As for Peddler, he was equally startled, but he had too much discretion and self-control to show it. Never moving a muscle, and keeping his body out of sight so that his face seemed to be suspended in mid-air, he held the great beast's eyes with a calm, unwinking gaze.
The bear was plainly disconcerted. After a few seconds he glanced back over his shoulder, and seemed to contemplate a strategic movement to the rear. As the ledge at this point was sufficiently wide for him to turn with due care, Peddler expected now to see him do so. But what Peddler did not know was that dim but cogent "law of the ledge," which forbade all those who travelled by it to turn and retrace their steps, or to pass in the wrong direction at the wrong time. He did not know what the bear knew—namely, that if that perturbed beast should turn, he was sure to be met and opposed by other wayfarers, and thus to find himself caught between two fires.
Watching steadily, Peddler was unpleasantly surprised to see the perturbation in the bear's eyes slowly change into a savage resentment—resentment at being baulked in his inalienable right to an unopposed passage over the ledge. To the bear's mind that grim, confronting face was a violation of the law which he himself obeyed loyally and without question. To be sure, it was the face of man, and therefore to be dreaded. It was also mysterious, and therefore still more to be dreaded. But the sense of bitter injustice, with the realization that he was at bay and taken at a disadvantage, filled him with a frightened rage which swamped all other emotion. Then he came on.
His advance was slow and cautious by reason of the difficulty of the path and his dread lest that staring, motionless face should pounce upon him just at the perilous turn and hurl him over the brink. But Peddler knew that his bluff was called, and that his only chance was to avoid the encounter. He might have fled by the way he had come, knowing that he would have every advantage in speed on that narrow trail. But before venturing up to the turn he had noted a number of little projections and crevices in the perpendicular wall above him. Clutching at them with fingers of steel and unerring toes, he swarmed upwards as nimbly as a climbing cat. He was a dozen feet up before the bear came crawling and peering around the turn.
Elated at having so well extricated himself from so dubious a situation, Peddler gazed down upon his opponent and laughed mockingly. The sound of that confident laughter from straight above his head seemed to daunt the bear and thoroughly damp his rage. He crouched low, and scurried past growling. As he hurried along the trail at a rash pace, he kept casting anxious glances over his shoulder, as if he feared the man were going to chase him. Peddler lowered himself from his friendly perch and continued his journey, cursing himself more than ever for having been such a fool as not to bring his rifle.
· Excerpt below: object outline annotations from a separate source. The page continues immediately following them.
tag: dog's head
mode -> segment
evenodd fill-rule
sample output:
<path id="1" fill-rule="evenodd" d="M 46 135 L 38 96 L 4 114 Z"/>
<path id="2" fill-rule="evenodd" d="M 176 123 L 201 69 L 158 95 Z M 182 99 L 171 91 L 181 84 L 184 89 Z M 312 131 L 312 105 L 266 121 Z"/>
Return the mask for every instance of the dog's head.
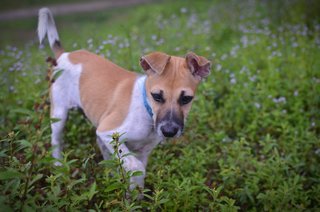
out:
<path id="1" fill-rule="evenodd" d="M 192 52 L 185 58 L 153 52 L 140 59 L 147 74 L 146 92 L 158 135 L 178 137 L 201 80 L 210 74 L 211 62 Z"/>

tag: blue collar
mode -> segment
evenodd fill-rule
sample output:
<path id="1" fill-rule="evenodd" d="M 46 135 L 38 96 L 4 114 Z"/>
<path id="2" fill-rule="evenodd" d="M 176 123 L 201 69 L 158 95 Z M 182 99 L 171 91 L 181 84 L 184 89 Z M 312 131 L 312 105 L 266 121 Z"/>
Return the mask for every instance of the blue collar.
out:
<path id="1" fill-rule="evenodd" d="M 152 112 L 152 108 L 149 104 L 149 101 L 148 101 L 148 96 L 147 96 L 147 91 L 146 91 L 146 79 L 147 77 L 146 76 L 143 76 L 141 77 L 142 78 L 142 98 L 143 98 L 143 104 L 144 104 L 144 107 L 146 108 L 146 110 L 148 111 L 150 117 L 152 118 L 153 116 L 153 112 Z"/>

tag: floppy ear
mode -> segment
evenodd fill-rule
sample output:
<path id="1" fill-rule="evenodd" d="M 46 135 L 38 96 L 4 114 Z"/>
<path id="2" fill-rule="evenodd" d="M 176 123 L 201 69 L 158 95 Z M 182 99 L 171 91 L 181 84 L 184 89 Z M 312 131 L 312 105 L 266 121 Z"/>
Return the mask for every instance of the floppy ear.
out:
<path id="1" fill-rule="evenodd" d="M 171 56 L 162 52 L 152 52 L 140 58 L 140 65 L 149 74 L 161 74 L 170 61 Z"/>
<path id="2" fill-rule="evenodd" d="M 190 72 L 198 80 L 202 80 L 210 74 L 211 62 L 205 57 L 198 56 L 193 52 L 186 55 L 186 61 Z"/>

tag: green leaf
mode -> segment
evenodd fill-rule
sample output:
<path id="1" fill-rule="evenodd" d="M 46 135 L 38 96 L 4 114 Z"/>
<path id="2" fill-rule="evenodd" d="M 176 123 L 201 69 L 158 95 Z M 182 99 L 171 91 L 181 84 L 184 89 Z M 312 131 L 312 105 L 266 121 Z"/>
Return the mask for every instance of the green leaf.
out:
<path id="1" fill-rule="evenodd" d="M 17 141 L 17 143 L 19 143 L 19 147 L 17 148 L 17 151 L 20 151 L 20 150 L 25 149 L 25 148 L 31 148 L 32 147 L 32 144 L 29 141 L 25 140 L 25 139 L 19 140 L 19 141 Z"/>
<path id="2" fill-rule="evenodd" d="M 13 178 L 22 178 L 23 174 L 15 170 L 0 172 L 0 180 L 9 180 Z"/>
<path id="3" fill-rule="evenodd" d="M 142 175 L 143 175 L 143 172 L 142 172 L 142 171 L 130 172 L 130 177 L 142 176 Z"/>
<path id="4" fill-rule="evenodd" d="M 92 197 L 98 193 L 98 191 L 96 190 L 97 189 L 97 184 L 96 182 L 92 183 L 91 187 L 90 187 L 90 190 L 89 190 L 89 193 L 88 193 L 88 199 L 91 200 Z"/>
<path id="5" fill-rule="evenodd" d="M 115 183 L 112 183 L 111 185 L 109 185 L 106 189 L 105 189 L 105 192 L 110 192 L 110 191 L 114 191 L 116 189 L 119 189 L 121 188 L 121 184 L 119 182 L 115 182 Z"/>

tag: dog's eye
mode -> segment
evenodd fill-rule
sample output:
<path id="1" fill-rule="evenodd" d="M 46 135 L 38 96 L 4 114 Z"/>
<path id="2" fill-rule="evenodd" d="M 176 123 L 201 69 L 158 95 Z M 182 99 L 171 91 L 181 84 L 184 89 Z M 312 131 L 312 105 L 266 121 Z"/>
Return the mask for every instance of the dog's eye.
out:
<path id="1" fill-rule="evenodd" d="M 190 103 L 193 99 L 193 96 L 180 96 L 178 103 L 180 105 L 186 105 L 188 103 Z"/>
<path id="2" fill-rule="evenodd" d="M 162 92 L 161 93 L 151 93 L 152 98 L 154 101 L 159 102 L 159 103 L 164 103 L 165 100 L 163 98 Z"/>

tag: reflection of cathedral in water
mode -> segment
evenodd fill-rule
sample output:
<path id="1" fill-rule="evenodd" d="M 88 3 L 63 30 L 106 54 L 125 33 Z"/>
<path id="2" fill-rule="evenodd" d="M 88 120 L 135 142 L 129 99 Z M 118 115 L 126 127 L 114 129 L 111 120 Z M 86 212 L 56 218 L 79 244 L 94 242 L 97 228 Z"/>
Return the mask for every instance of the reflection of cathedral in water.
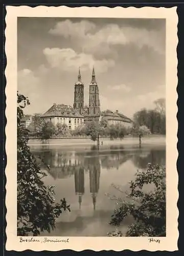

In the course of the next half-hour he gained the highest point of the ledge, which here was so broken and precarious that he had little attention to spare for the unparalleled sweep and splendour of the view. He was conscious, however, all the time, of the whirling eagles, now far below him, and his veins thrilled with intense exhilaration. His apprehensions had all vanished under the stimulus of that tonic atmosphere. He was on the constant watch, however, scanning not only the trail ahead—which was now never visible for more than a hundred yards or so at a time—and also the face of the rock above him, to see if it could be scaled in an emergency.
He had no expectation of an emergency, because he knew nothing of the law of the ledge. Having already met a doe and a bear, he naturally inferred that he would not be likely to meet any other of the elusive kindreds of the wild, even in a whole week of forest faring. The shy and wary beasts are not given to thrusting themselves upon man's dangerous notice, and it was hard enough to find them, with all his woodcraft, even when he was out to look for them. He was, therefore, so surprised that he could hardly believe his eyes when, on rounding another corrugation of the rock-face, he saw another bear coming to meet him.
"Gee!" muttered Peddler to himself. "Who's been lettin' loose the menagerie? Or hev I got the nightmare, mebbe?"
The bear was about fifty yards distant—a smaller one than its predecessor, and much younger also, as was obvious to Peddler's initiated eye by the trim glossiness of its coat. It halted the instant it caught sight of Peddler. But Peddler, for his part, kept right on, without showing the least sign of hesitation or surprise. This bear, surely, would give way before him. The beast hesitated, however. It was manifestly afraid of the man. It backed a few paces, whimpering in a worried fashion, then stopped, staring up the rock-wall above it, as if seeking escape in that impossible direction.
"If ye're so skeered o' me as ye look," demanded Peddler, in a crisp voice, "why don't ye turn an' vamoose, 'stead o' backin' an' fillin' that way? Ye can't git up that there rock, 'less ye're a fly!"